That comment the other day about advocacy for public Montessori obviously caught my attention. More people should know about the outstanding advocacy work at Montessori Forward, a website, blog, Google group, and community of Montessorians which make up a crowd-sourced yet deeply researched source for the latest advocacy and public policy news.
Now the MForward community has come out with a tool that could be a huge boost for Montessori Primary programs engaging with QRIS (Quality Rating and Improvemt Systems) policies in their states.
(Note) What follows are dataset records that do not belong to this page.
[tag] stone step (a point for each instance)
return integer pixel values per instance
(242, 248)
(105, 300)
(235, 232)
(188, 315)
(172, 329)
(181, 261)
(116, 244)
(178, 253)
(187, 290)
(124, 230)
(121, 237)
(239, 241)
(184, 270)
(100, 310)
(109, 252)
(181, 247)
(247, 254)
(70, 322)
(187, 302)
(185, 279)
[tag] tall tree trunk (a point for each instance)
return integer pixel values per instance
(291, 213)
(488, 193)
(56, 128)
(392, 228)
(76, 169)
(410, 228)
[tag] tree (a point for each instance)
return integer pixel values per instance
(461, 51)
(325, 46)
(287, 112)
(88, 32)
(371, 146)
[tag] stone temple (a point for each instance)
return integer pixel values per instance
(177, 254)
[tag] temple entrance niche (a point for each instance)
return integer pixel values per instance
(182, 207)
You may have heard of the Early Childhood Environmental Rating Scale, or ECERS-R, a widely used instrument for rating pre-school programs under QRIS. Montessori schools can do badly on the ECERS-R for lacking multiple sets of materials, plush toys, and dress-up.
MForward’s The Montessori Guide to ECERS-R, professionally written and incorporating successful work from several states, aligns Montessori practice with the goals of the ECERS-R standards and explains our developmental theory and pedagogy. It’s available on the site for anyone to use.
I can’t tell you how much I’ve learned from Montessori Forward. Here’s a sampling:
- Montessori Forward was first on the scene with QRIS and keeps a running narrative of Montessori schools’ struggles, strategies, and successes. There’s a great page of resources here.
- Ohio recently passed charter school legislation allowing children under 5, as well as providing state teacher credentials for AMI and AMS trained teachers.
- The Child Care Development Block Grant (CCDBG), a multi-billion dollar piece of legislation will be revised this year for the first time since 1996 with huge implications for all of early childhood education. Here’s the post; here’s a deep dive. Amendments specifically mentioning Montessori were under consideration, but may not make into the final draft.
Follow the blog for so much more. It’s an incredible resource.